I restarted the firing that I had to give up on due to wind last Sunday. It's been one damn thing after another with this load! But it's chugging along now, cones falling inside the kiln while snow falls outside. My 6 cone is falling, but this time I am firing to ^10 - those are the 8, 9, 10, & 11 cones you see still standing.
In a conventional stoneware firing, the 6 is just a watch cone - it's there to judge how evenly the kiln is firing (answer, always, with my kiln: not very) For the soda firing, the six falling is my signal to mix up the soda salad. Some firings I start adding the soda right after 6 falls; other times I wait until the 8 is falling. I kid myself that I can see a difference: that I get more even application if I wait, more directional if I start early.
This time I think I'll wait. I'll do up the soda mix now, but apply it when 8 falls. We can judge the results together on Saturday!
I candled the glaze firing overnight Sat/Sun, but when I got up in the morning it was pretty windy! Because I am 1 part stupid + 2 parts stubborn, I decided to try to fire anyway. Bad plan! Not disastrous, but, you know, annoying & expensive. The wind was supposed to be only around 17 mph - quite breezy, but not crazy - but every time there was a powerful gust it blew out one of my burners.
This isn't a safety problem - that's what baso valves are for, to turn themselves off if the flame goes out - but it was hella annoying. The 10th time it happened - after ^012 had already fallen, unfornately (see above, stupid + stubborn) and after I had already burned a boatload of propane - I called it off. I'll fire Wednesday instead.

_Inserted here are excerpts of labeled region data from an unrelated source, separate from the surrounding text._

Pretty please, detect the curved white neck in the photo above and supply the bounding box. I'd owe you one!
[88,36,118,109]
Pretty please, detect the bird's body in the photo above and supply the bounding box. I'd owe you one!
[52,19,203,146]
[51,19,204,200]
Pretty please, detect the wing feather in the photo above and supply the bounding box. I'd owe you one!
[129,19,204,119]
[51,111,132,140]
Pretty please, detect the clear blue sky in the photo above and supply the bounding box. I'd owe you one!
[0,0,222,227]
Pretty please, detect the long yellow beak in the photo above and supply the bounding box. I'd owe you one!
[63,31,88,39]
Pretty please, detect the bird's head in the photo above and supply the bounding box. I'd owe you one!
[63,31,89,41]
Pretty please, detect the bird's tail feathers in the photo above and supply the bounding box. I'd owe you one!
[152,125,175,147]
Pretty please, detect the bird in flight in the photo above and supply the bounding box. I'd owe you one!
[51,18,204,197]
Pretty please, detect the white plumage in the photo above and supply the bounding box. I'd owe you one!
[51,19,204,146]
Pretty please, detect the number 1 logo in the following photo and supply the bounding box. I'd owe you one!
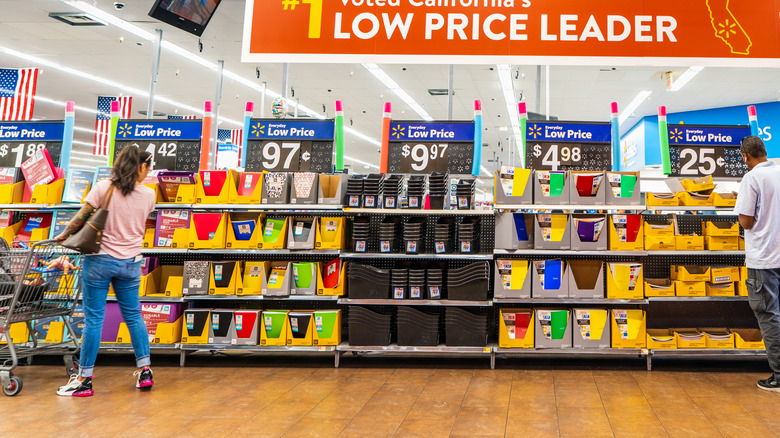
[282,0,322,39]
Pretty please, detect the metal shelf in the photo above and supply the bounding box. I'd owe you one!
[338,298,493,307]
[493,249,648,257]
[493,298,649,305]
[344,207,494,216]
[341,252,493,260]
[647,296,748,303]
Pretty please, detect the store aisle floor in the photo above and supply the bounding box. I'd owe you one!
[0,359,780,438]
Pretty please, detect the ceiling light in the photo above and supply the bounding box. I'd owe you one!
[618,90,652,125]
[496,64,524,159]
[363,64,433,122]
[667,66,704,91]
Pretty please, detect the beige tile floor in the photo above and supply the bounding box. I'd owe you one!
[0,358,780,438]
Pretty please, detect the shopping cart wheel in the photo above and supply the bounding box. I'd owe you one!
[3,376,22,397]
[62,355,79,377]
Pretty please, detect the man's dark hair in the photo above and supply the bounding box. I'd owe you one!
[739,135,766,158]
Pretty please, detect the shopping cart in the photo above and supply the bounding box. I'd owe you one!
[0,239,82,396]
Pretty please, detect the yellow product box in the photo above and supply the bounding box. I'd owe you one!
[680,192,712,207]
[314,217,347,249]
[195,170,236,204]
[674,280,707,297]
[645,235,677,251]
[731,329,766,350]
[647,329,677,350]
[0,181,24,204]
[699,328,734,350]
[704,236,739,251]
[674,234,704,251]
[671,328,707,349]
[710,266,740,283]
[712,193,737,207]
[705,282,735,297]
[607,263,645,300]
[670,265,711,281]
[30,178,65,204]
[608,214,645,251]
[701,221,739,237]
[645,278,675,297]
[645,192,680,207]
[225,213,265,249]
[611,309,647,348]
[498,309,535,348]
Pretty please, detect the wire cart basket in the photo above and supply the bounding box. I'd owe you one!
[0,239,82,396]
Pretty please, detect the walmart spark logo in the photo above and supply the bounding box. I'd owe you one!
[250,123,265,137]
[528,124,542,140]
[117,123,133,138]
[390,125,406,139]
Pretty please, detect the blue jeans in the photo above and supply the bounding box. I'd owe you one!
[79,254,151,377]
[745,269,780,379]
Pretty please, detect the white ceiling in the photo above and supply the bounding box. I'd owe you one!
[0,0,780,171]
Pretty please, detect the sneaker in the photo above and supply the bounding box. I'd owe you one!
[758,374,780,392]
[57,374,95,397]
[133,367,154,389]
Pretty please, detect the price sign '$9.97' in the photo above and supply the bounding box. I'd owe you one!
[401,143,449,173]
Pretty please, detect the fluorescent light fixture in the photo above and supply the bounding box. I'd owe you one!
[618,90,653,125]
[496,64,525,155]
[669,66,704,91]
[363,64,433,122]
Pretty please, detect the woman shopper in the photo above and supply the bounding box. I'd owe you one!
[55,146,156,397]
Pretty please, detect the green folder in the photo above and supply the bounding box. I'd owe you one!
[550,172,566,198]
[620,175,636,198]
[263,219,284,243]
[314,310,339,338]
[550,310,569,339]
[293,262,316,289]
[263,310,287,339]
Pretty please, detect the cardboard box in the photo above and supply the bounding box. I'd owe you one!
[701,221,739,237]
[498,309,536,348]
[526,308,572,348]
[566,260,605,298]
[607,263,645,300]
[674,280,707,297]
[611,309,647,348]
[671,328,707,349]
[534,213,571,250]
[670,265,711,281]
[569,170,611,205]
[572,309,611,348]
[646,329,677,350]
[493,168,534,205]
[674,234,704,251]
[704,236,739,251]
[731,329,766,350]
[608,214,645,251]
[705,282,735,297]
[645,278,675,297]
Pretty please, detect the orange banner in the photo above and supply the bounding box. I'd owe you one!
[242,0,780,66]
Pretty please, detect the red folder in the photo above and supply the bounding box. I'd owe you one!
[575,175,593,198]
[238,172,263,196]
[192,213,222,240]
[200,170,228,196]
[322,259,341,289]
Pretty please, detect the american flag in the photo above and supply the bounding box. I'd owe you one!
[0,68,38,120]
[92,96,133,157]
[217,129,244,160]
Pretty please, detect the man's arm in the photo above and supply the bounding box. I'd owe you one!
[739,214,755,230]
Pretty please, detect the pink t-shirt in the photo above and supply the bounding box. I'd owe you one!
[86,180,156,259]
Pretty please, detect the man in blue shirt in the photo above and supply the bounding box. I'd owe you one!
[734,136,780,392]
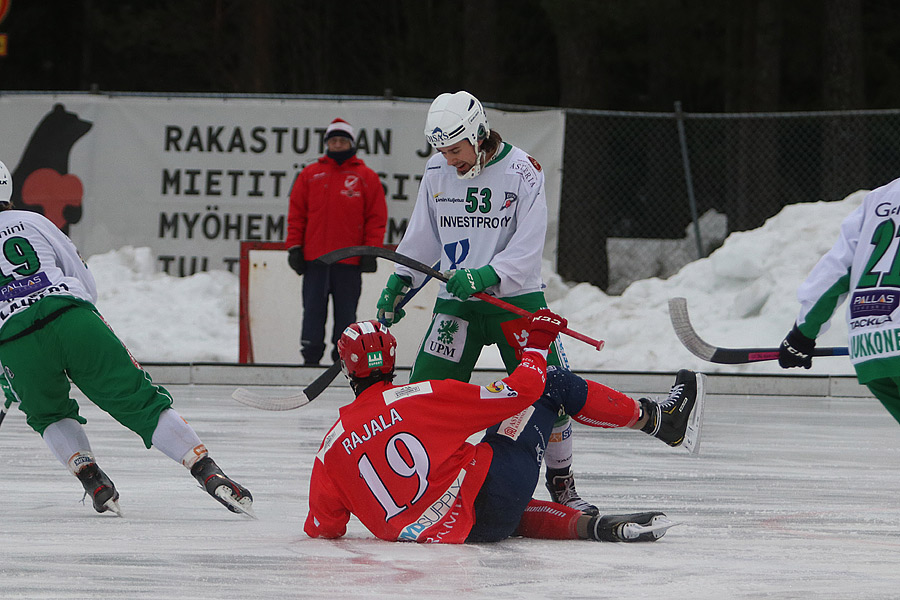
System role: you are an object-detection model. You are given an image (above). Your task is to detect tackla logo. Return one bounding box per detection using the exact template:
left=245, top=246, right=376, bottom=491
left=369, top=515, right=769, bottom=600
left=12, top=104, right=92, bottom=234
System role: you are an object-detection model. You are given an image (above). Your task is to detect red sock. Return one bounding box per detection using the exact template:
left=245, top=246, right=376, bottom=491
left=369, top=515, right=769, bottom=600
left=516, top=499, right=584, bottom=540
left=572, top=380, right=641, bottom=427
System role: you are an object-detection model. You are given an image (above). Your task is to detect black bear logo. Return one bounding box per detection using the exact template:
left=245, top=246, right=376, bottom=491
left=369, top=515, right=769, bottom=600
left=12, top=104, right=92, bottom=233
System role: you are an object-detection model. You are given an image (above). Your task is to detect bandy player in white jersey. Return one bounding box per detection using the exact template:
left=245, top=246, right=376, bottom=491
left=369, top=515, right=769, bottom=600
left=377, top=92, right=598, bottom=515
left=778, top=179, right=900, bottom=422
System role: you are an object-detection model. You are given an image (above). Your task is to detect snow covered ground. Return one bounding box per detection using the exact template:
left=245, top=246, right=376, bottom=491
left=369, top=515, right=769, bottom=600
left=0, top=385, right=900, bottom=600
left=88, top=192, right=864, bottom=375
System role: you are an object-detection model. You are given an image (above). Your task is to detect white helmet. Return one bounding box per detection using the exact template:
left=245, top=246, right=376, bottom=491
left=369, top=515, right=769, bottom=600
left=425, top=92, right=491, bottom=179
left=425, top=92, right=491, bottom=150
left=0, top=162, right=12, bottom=204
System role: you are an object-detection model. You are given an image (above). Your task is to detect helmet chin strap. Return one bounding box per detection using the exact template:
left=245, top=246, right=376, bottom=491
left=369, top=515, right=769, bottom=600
left=456, top=150, right=487, bottom=179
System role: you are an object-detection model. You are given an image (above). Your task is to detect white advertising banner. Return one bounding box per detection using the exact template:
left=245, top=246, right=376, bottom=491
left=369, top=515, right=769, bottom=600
left=0, top=94, right=565, bottom=275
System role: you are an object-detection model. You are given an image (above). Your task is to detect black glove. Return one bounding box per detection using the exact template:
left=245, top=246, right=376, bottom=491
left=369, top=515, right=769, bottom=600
left=288, top=246, right=306, bottom=275
left=778, top=325, right=816, bottom=369
left=359, top=256, right=378, bottom=273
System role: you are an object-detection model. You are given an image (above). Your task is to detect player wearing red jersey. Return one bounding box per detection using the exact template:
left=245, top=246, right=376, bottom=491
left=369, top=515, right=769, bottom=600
left=304, top=309, right=703, bottom=543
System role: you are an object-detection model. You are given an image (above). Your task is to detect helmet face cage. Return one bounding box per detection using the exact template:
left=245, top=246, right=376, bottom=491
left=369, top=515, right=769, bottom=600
left=425, top=92, right=491, bottom=152
left=338, top=321, right=397, bottom=379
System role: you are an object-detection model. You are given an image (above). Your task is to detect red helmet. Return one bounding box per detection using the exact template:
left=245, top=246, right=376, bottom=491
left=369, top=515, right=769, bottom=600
left=338, top=321, right=397, bottom=379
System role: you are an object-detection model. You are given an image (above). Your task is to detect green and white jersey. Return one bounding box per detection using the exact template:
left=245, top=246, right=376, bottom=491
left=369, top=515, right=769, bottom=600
left=0, top=210, right=97, bottom=329
left=396, top=142, right=547, bottom=299
left=797, top=179, right=900, bottom=383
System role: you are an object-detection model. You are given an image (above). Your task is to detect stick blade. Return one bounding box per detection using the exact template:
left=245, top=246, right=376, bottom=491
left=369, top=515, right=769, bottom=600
left=669, top=298, right=716, bottom=361
left=231, top=388, right=312, bottom=410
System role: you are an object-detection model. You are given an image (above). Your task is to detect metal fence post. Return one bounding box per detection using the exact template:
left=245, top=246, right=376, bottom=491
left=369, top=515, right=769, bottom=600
left=675, top=100, right=703, bottom=259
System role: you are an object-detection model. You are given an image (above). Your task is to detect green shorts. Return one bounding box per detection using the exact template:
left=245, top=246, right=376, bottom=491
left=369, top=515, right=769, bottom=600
left=866, top=377, right=900, bottom=423
left=409, top=292, right=560, bottom=382
left=0, top=296, right=172, bottom=448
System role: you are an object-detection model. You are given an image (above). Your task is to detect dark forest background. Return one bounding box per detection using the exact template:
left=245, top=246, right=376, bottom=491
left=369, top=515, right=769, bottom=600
left=0, top=0, right=900, bottom=112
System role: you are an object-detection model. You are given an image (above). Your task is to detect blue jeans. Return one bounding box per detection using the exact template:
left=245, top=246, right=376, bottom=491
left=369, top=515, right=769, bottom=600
left=300, top=261, right=360, bottom=364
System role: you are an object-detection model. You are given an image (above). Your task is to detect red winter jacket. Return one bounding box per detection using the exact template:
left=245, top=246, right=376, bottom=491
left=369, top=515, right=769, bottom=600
left=284, top=156, right=387, bottom=265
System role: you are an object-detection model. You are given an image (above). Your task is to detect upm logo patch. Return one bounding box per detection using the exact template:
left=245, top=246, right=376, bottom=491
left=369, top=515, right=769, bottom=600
left=423, top=314, right=469, bottom=363
left=497, top=406, right=534, bottom=441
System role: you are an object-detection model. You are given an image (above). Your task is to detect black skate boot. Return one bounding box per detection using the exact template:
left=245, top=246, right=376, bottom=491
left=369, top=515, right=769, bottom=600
left=588, top=512, right=677, bottom=542
left=547, top=468, right=600, bottom=516
left=191, top=456, right=255, bottom=517
left=640, top=369, right=706, bottom=454
left=75, top=463, right=122, bottom=517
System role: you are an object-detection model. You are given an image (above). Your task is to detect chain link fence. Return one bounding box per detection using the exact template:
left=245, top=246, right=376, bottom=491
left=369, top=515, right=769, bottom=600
left=557, top=105, right=900, bottom=294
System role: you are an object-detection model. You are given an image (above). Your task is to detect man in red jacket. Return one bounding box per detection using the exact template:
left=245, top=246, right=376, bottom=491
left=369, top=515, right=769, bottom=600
left=304, top=309, right=703, bottom=543
left=284, top=119, right=387, bottom=365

Silver lining? I basically have today off. I'm catching up on some cleaning & reading a book, and fiddling around with my new (used! but still) iPhone.
One of these days I'll have some new pottery to show ya, I promise!
...my bubble of energy last week? Got abruptly popped when a rightwing mob invaded the US capitol, intent on killing the Vice President and the Speaker of the House. I thought I was back, but no. My productivity is the least of the problems with this, of course, but THANKS ALOT, RIGHTWING MOB. I saw a post on social media asking something like, "Am I the only one having trouble focusing on anything other than the deadly pandemic and the imminent threat to democracy?" No, anonymous poster; no you are not. It's wreaking holy ol' havoc with my professional life.
If everything really does have an equal and opposite reaction I am about to have my most amazing year yet - as is America.
Anyway.
I finally got the kiln loaded - a little loose, but I often get better pots that way. I went to candle the load but discovered that I need new thermocouples (well - I knew that. I kept putting it off, & now one of them doesn't work at all) and the burners are loud & flame more orange than blue - the burners need a good scrub with a wire brush. Thermocouples are easy to replace, and burners are easy to scrub, but it does mean the kiln is still not firing! Luckily nobody is waiting for these pots...yet.
My list today:
Firing Friday. All of a sudden I desperately want to make pots.